BCIRG 007: Randomized phase III trial of trastuzumab plus docetaxel with or without carboplatin first line in HER2 positive metastatic breast cancer (MBC)

LBA516 Background: Based on preclinical synergism between docetaxel (T), carboplatin (C) and trastuzumab (H), BCIRG conducted a phase III trial for women with HER2+ MBC to evaluate efficacy and safety of H in combination with T or TC. Methods: 263 patients (pts) with HER2 FISH+ MBC were randomized to TH, (H with T 100 mg/m2) or TCH, (H with T 75 mg/m2 and C AUC=6). Chemo was given q3 wks for 8 cycles with wkly H at 2 mg/kg (loading dose of 4 mg/kg), followed by H q3 wks at 6 mg/kg until progression. Pts were stratified by centre and prior (neo) adjuvant taxane chemotherapy. Primary endpoint was TTP with 80% power (0.05 significance) to detect a 50% improvement in median TTP between the 2 arms. Secondary endpoints include overall survival, response rate, duration of response (DR), clinical benefit (CB) and safety.
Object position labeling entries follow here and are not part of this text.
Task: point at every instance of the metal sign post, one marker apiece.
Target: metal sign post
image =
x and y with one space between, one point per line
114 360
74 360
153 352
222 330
Results: 131 pts were treated in each arm. Pt characteristics were well balanced in both groups. Importantly, only 52% of pts received C at the protocol specified dose (RDI > 0.9). Efficacy analysis was conducted at 204 events. There was no significant difference between TH and TCH in median TTP (11.1 vs 10.4 mos, p = 0.57), ORR (73% in both arms), DR (10.7 vs 9.4 mos) and CB (67% in both arms). The most common gr 3/4 toxicities were: infection (44% vs 30%), neutropenic infection (22% vs 12%), thrombocytopenia (2% vs 15%), febrile neutropenia (12% vs 13%) asthenia (5% vs 12%), anemia (5% vs 11%), and diarrhea (2% vs 9%). Two pts died (1.5%) due to sepsis in TCH. Absolute LVEF decline > 15% were seen in 5.5% vs 6.7% of pts. One pt (0.8%) had a symptomatic CHF in TH arm Conclusions: The already effective TH regimen does not benefit from the addition of C, when the T dose in TH is 100 mg/m2 and 75 mg/m2 in TCH, in women with HER2+ MBC. No significant financial relationships to disclose.